PETALING JAYA - Malaysia wants Indonesia to put out its open burning fires quickly before the haze here worsens.
Natural Resources and Environment Minister Datuk Seri Dr Wan Junaidi Tuanku Jaafar said Malaysia had written to Indonesia on the matter.
Indonesia has been urged to "take immediate action" and to "boost its fire-fighting efforts in the affected areas", he said.
Malaysia's concerns were made known to Indonesia's Ministry of Environment and Forestry in a letter dated Monday.
As of Tuesday, satellites detected 152 hot spots in Sumatra and 74 in Kalimantan, he said.
Wan Junaidi said he would be meeting his counterpart in Jakarta soon to discuss the haze problem.
The meeting will also look at speeding up the signing of a transboundary haze prevention agreement between the two countries, he said.
Wan Junaidi said he would be chairing a national haze conference with various agencies here on Sept 28 to discuss emergency haze measures.

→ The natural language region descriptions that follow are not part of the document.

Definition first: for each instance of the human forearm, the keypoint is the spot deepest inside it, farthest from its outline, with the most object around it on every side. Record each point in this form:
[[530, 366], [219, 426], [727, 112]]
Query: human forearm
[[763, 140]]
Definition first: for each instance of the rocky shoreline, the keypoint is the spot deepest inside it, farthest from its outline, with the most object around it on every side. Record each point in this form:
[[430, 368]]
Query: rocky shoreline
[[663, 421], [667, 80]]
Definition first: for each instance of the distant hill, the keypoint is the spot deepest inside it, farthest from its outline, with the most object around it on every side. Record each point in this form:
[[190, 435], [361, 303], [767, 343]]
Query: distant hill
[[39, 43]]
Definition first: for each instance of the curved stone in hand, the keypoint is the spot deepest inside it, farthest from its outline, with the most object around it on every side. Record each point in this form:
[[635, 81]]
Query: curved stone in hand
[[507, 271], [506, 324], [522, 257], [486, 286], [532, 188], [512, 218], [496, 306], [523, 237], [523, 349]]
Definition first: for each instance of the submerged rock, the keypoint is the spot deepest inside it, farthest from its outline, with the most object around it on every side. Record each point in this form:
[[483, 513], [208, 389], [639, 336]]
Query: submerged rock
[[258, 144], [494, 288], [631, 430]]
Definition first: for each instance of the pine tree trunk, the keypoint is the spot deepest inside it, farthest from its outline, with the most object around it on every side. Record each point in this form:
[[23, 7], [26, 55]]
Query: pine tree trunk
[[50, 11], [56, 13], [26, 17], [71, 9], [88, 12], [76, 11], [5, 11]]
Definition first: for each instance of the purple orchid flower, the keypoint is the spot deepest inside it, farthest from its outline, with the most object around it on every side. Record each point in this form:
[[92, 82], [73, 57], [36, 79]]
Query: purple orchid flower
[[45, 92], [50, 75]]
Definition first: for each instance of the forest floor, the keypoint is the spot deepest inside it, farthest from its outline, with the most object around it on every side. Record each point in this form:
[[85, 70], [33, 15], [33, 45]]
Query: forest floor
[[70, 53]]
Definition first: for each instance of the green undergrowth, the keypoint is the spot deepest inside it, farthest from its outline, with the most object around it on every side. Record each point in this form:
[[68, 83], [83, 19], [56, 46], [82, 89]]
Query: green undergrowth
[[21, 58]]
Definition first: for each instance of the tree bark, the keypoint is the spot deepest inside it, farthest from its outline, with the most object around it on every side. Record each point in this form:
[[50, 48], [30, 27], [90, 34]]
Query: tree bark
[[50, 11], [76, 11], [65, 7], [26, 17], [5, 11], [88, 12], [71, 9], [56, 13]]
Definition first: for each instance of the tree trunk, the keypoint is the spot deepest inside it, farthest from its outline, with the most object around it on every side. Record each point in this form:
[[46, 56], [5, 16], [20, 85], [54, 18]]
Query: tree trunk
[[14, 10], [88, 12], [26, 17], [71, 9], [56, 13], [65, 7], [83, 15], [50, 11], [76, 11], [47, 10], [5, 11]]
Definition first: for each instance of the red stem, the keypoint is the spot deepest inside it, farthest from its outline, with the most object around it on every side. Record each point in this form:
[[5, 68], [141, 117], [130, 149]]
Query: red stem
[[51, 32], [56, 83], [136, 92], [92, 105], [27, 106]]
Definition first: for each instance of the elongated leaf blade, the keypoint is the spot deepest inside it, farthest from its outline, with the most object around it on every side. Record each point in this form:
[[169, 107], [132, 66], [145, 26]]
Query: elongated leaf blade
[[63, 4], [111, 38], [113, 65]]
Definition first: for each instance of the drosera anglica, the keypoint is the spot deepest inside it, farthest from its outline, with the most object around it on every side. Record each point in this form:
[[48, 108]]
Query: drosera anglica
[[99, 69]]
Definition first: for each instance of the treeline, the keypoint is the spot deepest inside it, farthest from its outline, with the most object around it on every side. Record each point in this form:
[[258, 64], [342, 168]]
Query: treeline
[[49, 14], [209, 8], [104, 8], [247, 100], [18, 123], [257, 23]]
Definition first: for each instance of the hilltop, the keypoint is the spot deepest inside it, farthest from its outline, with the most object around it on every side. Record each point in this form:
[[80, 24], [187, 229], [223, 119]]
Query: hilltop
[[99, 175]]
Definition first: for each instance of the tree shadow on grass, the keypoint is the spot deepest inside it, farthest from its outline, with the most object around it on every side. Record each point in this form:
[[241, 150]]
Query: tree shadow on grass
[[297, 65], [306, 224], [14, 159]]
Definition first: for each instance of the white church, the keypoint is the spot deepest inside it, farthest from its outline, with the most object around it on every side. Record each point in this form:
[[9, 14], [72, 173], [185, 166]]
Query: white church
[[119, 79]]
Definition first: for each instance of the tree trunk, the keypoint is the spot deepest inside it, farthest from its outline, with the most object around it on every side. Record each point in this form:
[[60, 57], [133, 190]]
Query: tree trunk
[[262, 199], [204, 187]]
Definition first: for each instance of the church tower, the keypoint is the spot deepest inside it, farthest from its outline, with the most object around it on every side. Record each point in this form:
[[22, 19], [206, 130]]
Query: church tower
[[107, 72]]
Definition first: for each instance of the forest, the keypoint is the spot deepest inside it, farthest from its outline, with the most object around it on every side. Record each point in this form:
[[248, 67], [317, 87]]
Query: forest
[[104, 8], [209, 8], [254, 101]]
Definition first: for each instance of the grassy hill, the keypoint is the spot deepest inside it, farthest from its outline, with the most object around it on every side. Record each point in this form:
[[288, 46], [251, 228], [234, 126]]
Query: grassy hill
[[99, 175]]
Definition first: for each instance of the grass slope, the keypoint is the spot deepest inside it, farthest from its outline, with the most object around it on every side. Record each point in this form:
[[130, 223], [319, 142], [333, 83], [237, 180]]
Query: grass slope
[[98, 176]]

Some measures that had been taken, he said, included anti-open-burning patrols in February and a ban on open burning in some states since March last year.
From Jan 1 to Aug 23, a total of 3,117 open burning cases were detected nationwide, with 1,118 of these in farming areas, Wan Junaidi said.
Compound fines were issued in 199 cases while verbal warnings were given in 15 and written notices in 39 cases.
Legal action was being considered in 17 cases, Wan Junaidi added.
He said 194 Department of Environment officers had been given the power to arrest anyone suspected of open burning or other environmental crimes.
Anyone found guilty of open burning can be fined up to RM500,000 (S$166,000) or be jailed up to five years, or both.
Compound fines can run as high as RM2,000 for a single offence.